This is the mail archive of the
gcc-patches@gcc.gnu.org
mailing list for the GCC project.
[PATCH] Tune PRE insertion, make -Os -ftree-pre actually do something
- From: Richard Guenther <rguenther at suse dot de>
- To: gcc-patches at gcc dot gnu dot org
- Cc: Daniel Berlin <dberlin at dberlin dot org>
- Date: Tue, 14 Jul 2009 17:01:09 +0200 (CEST)
- Subject: [PATCH] Tune PRE insertion, make -Os -ftree-pre actually do something
This tries to get rid of the sledge-hammer that disables PRE if
the current function is not optimized for speed (which is always
true if optimize_size is set ...).
The idea is to allow regular and phi-translation triggered full redundancy
elimination to be performed even if a path is to be optimized for size.

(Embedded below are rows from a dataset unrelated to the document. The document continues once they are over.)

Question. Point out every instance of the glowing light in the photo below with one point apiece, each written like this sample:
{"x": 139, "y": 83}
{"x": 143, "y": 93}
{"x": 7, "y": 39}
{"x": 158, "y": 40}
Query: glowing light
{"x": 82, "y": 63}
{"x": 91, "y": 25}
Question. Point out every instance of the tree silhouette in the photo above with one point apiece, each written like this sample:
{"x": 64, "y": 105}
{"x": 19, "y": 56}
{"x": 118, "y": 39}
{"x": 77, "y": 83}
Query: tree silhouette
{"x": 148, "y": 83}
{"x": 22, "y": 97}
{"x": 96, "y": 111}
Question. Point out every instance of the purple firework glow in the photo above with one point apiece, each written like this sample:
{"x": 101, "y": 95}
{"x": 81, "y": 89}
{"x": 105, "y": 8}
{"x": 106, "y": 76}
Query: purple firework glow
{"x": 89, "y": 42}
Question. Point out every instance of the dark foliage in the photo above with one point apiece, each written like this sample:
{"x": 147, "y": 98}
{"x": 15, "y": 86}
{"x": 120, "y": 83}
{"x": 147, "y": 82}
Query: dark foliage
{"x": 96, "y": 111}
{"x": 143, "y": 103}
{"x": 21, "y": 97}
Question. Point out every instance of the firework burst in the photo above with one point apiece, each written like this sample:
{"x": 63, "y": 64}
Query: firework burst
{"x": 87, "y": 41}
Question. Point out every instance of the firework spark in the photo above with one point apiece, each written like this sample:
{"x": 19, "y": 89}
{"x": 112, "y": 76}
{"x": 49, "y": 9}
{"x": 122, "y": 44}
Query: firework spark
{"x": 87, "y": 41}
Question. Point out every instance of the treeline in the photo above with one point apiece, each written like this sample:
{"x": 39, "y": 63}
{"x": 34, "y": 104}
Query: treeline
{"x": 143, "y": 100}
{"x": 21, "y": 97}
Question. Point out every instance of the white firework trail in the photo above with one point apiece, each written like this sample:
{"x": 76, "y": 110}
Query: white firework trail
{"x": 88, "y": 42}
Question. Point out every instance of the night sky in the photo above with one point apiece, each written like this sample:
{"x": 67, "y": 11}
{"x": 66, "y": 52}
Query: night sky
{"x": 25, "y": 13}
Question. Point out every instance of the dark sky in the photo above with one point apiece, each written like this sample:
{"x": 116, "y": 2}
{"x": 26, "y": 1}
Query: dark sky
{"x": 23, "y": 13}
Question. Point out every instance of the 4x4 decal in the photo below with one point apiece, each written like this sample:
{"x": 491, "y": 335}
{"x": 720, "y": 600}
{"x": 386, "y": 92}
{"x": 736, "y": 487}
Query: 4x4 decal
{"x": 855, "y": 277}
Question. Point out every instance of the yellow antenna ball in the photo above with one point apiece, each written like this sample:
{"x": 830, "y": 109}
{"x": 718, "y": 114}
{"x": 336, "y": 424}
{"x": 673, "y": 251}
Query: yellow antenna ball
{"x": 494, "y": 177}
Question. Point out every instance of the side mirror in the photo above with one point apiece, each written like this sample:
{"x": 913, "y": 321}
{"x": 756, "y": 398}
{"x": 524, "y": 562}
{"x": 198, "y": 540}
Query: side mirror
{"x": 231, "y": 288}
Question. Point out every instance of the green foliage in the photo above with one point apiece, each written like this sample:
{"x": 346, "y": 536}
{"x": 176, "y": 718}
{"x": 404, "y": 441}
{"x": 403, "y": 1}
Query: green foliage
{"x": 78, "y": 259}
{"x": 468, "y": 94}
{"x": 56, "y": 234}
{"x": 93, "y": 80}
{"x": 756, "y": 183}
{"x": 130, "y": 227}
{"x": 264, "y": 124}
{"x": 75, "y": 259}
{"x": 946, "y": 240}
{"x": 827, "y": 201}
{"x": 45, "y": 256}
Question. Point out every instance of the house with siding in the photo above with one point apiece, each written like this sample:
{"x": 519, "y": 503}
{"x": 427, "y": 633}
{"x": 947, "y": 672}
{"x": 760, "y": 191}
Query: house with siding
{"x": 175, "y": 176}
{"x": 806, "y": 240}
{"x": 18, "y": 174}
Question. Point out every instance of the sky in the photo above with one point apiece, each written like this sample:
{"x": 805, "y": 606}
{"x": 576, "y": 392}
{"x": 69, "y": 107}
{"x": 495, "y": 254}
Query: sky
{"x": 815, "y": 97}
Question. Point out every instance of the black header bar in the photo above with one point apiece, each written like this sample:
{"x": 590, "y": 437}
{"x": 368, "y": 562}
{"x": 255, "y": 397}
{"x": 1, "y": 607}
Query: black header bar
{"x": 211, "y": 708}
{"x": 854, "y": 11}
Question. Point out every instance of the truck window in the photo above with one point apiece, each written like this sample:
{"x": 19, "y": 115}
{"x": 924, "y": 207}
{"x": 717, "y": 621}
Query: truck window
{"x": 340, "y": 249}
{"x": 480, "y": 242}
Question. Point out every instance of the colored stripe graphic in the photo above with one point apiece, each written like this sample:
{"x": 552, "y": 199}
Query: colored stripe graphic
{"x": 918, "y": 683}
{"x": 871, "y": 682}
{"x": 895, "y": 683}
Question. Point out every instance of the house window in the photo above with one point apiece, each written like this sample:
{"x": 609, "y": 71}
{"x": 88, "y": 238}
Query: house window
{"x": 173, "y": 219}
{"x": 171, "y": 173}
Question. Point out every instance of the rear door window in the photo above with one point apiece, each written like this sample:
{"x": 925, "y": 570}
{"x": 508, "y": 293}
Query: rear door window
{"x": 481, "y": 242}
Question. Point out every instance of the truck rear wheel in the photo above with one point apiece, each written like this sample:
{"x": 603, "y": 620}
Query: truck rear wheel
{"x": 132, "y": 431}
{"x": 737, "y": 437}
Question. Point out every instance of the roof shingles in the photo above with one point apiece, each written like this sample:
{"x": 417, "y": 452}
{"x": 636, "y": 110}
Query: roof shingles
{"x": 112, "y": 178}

Thus, we limit us to only perform insertions when we can remove a full
redundancy on a path in the CFG we want to optimize for speed.
The effect of this patch is that PRE is now enabled at -Os and performs
only full redundancy elimination (thus as if PRE would run but never
insert anything). This should reduce code-size and remove the odd
behavior that a VN before loop optimizations is missing at -Os.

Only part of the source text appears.